The Rwandan government, which had threatened to withdraw its troops serving in U.N. peacekeeping missions in Sudan if the report was published, characterised the document as dangerous. According to the country’s foreign affairs minister, Louise Mushikiwabo told the press, the report is “a moral and intellectual failure, and an insult to history.”
Rwanda, which suffered a genocide in 1994, refuses to accept that its army could be accused of having committed acts of genocide in eastern DRC just a few years later. The report’s methodology, with human rights officers drawing on meetings with more than 1,200 witnesses from across the country, and excluding incidents that could not be corroborated by at least two independent sources, cannot be easily dismissed.
Alan Stam, a political science professor at the University of Michigan in the United States, who has done extensive research on the Rwanda’s civil war violence and its aftermath in the Great Lakes region, believes the report will change how the government of Paul Kagame is perceived.
“This is the largest, most systematic effort to catalogue the abuses that have taken place in the Democratic Republic of the Congo and to link them back to people [connected to] the RPF [Rwandan Patriotic Front].”
The events documented by the Mapping Project are well known he says, but the report presents them in a systematic way that INDICTS the perpetrators.
Stam says that President Kagame has been praised internationally for his role in ending the 1994 genocide and stabilising Rwanda since the RPF took control in 1994; and for progress towards the Millennium Development Goals. In Stam’s view, Kagame and the RPF won the war rather than ending the genocide.
But human rights groups have accused his administration of suppressing independent media and his political opposition, most recently in elections held in August.
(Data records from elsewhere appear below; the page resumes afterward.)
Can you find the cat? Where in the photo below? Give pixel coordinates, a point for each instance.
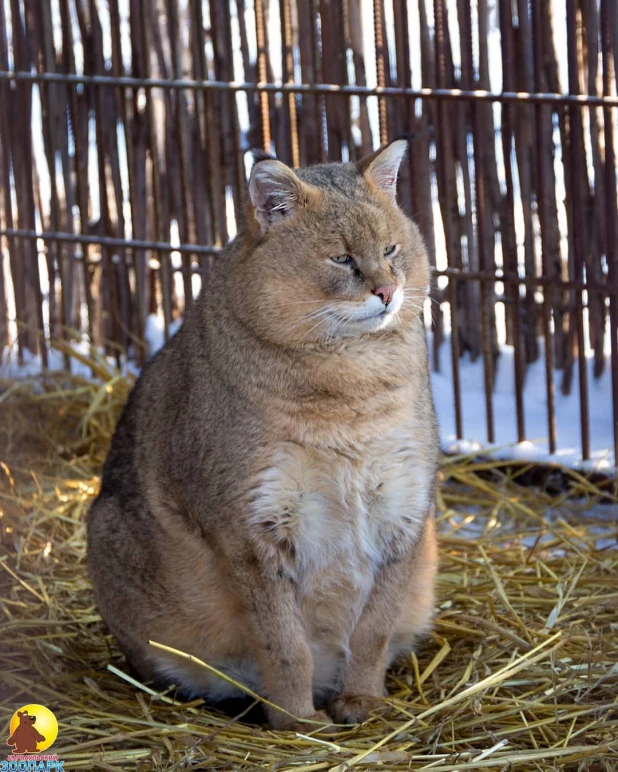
(267, 501)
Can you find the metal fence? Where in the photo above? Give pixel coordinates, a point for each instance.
(124, 124)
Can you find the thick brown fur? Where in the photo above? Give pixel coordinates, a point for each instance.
(266, 504)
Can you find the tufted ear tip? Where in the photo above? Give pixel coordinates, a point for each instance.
(382, 167)
(275, 191)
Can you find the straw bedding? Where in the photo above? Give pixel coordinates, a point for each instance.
(521, 672)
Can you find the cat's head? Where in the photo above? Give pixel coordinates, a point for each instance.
(330, 253)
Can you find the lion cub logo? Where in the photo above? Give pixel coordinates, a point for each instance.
(25, 736)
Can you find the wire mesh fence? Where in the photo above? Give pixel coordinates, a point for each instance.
(124, 128)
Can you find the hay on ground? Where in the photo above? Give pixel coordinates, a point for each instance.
(521, 672)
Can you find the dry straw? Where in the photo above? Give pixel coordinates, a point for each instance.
(521, 672)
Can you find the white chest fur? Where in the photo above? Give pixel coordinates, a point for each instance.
(337, 513)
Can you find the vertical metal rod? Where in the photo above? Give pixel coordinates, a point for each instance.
(509, 245)
(575, 142)
(380, 42)
(484, 261)
(611, 214)
(260, 31)
(443, 146)
(541, 199)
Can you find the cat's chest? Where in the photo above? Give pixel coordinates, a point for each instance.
(341, 511)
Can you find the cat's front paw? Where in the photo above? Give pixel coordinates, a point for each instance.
(354, 708)
(319, 722)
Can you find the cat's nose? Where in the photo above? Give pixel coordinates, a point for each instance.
(385, 293)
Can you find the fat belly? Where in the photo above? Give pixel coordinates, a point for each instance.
(330, 517)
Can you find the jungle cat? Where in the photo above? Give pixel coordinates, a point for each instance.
(267, 501)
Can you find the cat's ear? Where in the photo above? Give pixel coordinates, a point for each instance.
(275, 191)
(382, 167)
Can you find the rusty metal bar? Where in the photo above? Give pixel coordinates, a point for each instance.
(380, 43)
(484, 258)
(611, 213)
(260, 31)
(164, 246)
(509, 245)
(575, 142)
(443, 147)
(541, 200)
(448, 94)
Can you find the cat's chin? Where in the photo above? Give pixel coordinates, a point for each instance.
(369, 324)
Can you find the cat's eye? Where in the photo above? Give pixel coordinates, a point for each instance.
(342, 259)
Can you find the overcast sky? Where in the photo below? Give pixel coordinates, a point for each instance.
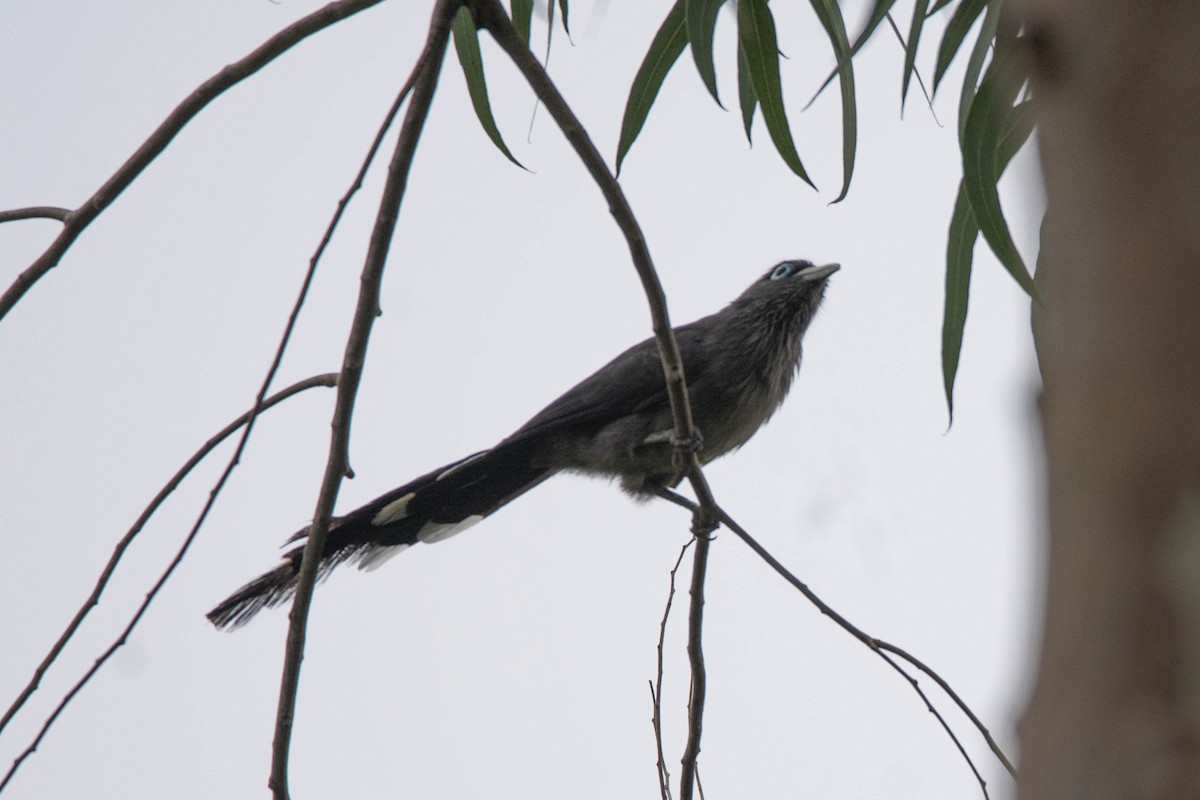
(511, 661)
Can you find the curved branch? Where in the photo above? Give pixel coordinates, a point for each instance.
(75, 222)
(879, 647)
(424, 82)
(329, 379)
(35, 212)
(490, 14)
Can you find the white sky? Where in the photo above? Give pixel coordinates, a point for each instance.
(511, 661)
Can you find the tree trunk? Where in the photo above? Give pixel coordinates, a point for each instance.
(1116, 708)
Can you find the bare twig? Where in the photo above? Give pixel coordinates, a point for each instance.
(696, 661)
(328, 380)
(424, 82)
(244, 420)
(35, 212)
(657, 685)
(879, 647)
(75, 222)
(490, 14)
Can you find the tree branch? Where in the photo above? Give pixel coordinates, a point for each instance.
(879, 647)
(246, 419)
(424, 82)
(490, 14)
(657, 685)
(75, 222)
(35, 212)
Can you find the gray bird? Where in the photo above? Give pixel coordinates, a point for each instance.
(739, 364)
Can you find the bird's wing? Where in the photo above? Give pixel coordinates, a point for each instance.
(631, 383)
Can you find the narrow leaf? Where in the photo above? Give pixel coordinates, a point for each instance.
(959, 256)
(879, 13)
(960, 248)
(981, 168)
(522, 18)
(701, 22)
(466, 42)
(664, 52)
(747, 97)
(835, 26)
(975, 64)
(756, 34)
(910, 55)
(957, 30)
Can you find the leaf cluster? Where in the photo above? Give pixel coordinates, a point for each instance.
(994, 121)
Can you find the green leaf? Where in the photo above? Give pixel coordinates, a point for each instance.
(756, 34)
(522, 18)
(879, 13)
(835, 26)
(466, 42)
(701, 22)
(910, 55)
(955, 31)
(975, 65)
(664, 52)
(747, 97)
(960, 248)
(981, 169)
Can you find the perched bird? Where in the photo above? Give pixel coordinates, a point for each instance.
(739, 364)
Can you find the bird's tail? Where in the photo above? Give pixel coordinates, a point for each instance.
(429, 509)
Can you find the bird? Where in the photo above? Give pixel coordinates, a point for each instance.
(616, 423)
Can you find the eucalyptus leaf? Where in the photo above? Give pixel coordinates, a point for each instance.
(835, 26)
(756, 35)
(957, 30)
(910, 55)
(522, 18)
(466, 43)
(664, 52)
(701, 23)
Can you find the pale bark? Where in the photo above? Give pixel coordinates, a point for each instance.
(1116, 707)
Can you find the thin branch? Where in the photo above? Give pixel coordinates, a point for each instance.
(657, 686)
(490, 14)
(424, 82)
(879, 647)
(35, 212)
(75, 222)
(261, 404)
(244, 420)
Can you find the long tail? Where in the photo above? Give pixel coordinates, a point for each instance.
(429, 509)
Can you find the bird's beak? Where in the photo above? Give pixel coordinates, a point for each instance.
(819, 272)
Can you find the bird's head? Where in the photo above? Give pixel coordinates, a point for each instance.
(790, 289)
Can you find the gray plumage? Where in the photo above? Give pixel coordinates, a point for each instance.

“History may look back at this as the tipping point in the international community’s perception of the Kagame government.”
Martin Nesirky, a spokesperson for U.N. secretary-general Ban Ki-moon, said the report is a preliminary exercise to help break the cycle of impunity.
“It’s for the DRC to take a look at those options. The U.N. and this report is simply trying to help with a process that obviously has not succeeded so far… The whole point is to help them break this cycle.”